The development and progression of atherosclerosis observed in this study was consistent with previous results in chow-fed ApoE−/− mice12,14. Comprehensive plasma metabolomic profiles differentiated atherosclerosis-prone and atherosclerosis-resistant models. The degree of separation in the metabolomic profiles, as well as the number of extremely altered metabolites between the two mouse models increased substantially from 5 to 10 and 15-week time points, which mirrors the progressive differences in the phenotypes between ApoE−/− and ApoE+/− mice over time. Identification of significantly altered metabolites between the atherosclerosis-prone and age-matched atherosclerosis-resistant models revealed changes in pathways involving glycerophospholipid and sphingolipid metabolism. These lipids are not only structural components of biological membranes, but also act as signaling molecules and bioactive mediators in important atherosclerosis-related cellular processes, including apoptosis, angiogenesis, inflammation and proliferation18,19,20,21,22. Disturbances in their metabolism have been previously observed in atherosclerosis-related diseases23,24,25; however, to the best of our knowledge, we are the first group to identify the specific pathways within these metabolic systems that are associated with the specific stages of atherosclerotic progression.
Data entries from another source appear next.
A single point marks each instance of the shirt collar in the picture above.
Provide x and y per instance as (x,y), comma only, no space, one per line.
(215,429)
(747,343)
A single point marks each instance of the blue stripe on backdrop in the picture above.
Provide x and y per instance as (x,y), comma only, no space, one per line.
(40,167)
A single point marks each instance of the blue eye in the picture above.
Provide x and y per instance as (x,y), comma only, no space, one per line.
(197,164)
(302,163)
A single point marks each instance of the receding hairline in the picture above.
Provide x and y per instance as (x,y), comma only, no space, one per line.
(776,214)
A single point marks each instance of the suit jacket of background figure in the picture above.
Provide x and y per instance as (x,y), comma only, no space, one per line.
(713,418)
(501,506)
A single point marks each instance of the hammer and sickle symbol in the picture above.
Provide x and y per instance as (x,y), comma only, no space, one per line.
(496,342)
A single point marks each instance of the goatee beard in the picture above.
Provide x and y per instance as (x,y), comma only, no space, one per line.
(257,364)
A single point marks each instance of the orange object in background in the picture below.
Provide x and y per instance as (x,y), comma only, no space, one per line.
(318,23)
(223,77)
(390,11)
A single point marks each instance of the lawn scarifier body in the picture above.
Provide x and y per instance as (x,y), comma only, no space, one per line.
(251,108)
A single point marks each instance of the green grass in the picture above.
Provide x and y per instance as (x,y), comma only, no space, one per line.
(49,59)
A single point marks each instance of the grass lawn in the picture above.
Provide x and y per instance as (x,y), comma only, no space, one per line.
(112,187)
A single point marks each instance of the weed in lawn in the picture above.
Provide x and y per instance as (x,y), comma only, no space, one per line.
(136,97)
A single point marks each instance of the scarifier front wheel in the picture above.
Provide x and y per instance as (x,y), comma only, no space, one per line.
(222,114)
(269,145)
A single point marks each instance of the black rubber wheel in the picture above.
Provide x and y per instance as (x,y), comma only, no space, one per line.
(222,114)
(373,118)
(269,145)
Metabolites in the sphingomyelin biosynthetic pathway are significantly altered prior to detectable lesion formation and at all subsequent time points. This pathway is an important link between glycerophospholipid and sphingolipid metabolism. Phosphatidylcholine and sphingomyelin are the two most abundant phospholipids in mammalian plasma26,27. These phospholipids also appear in all major lipoproteins and are abundant in atherosclerotic lesions. Both plasma phosphatidylcholine and sphingomyelin have been identified as independent risk factors for coronary heart disease28,29,30,31.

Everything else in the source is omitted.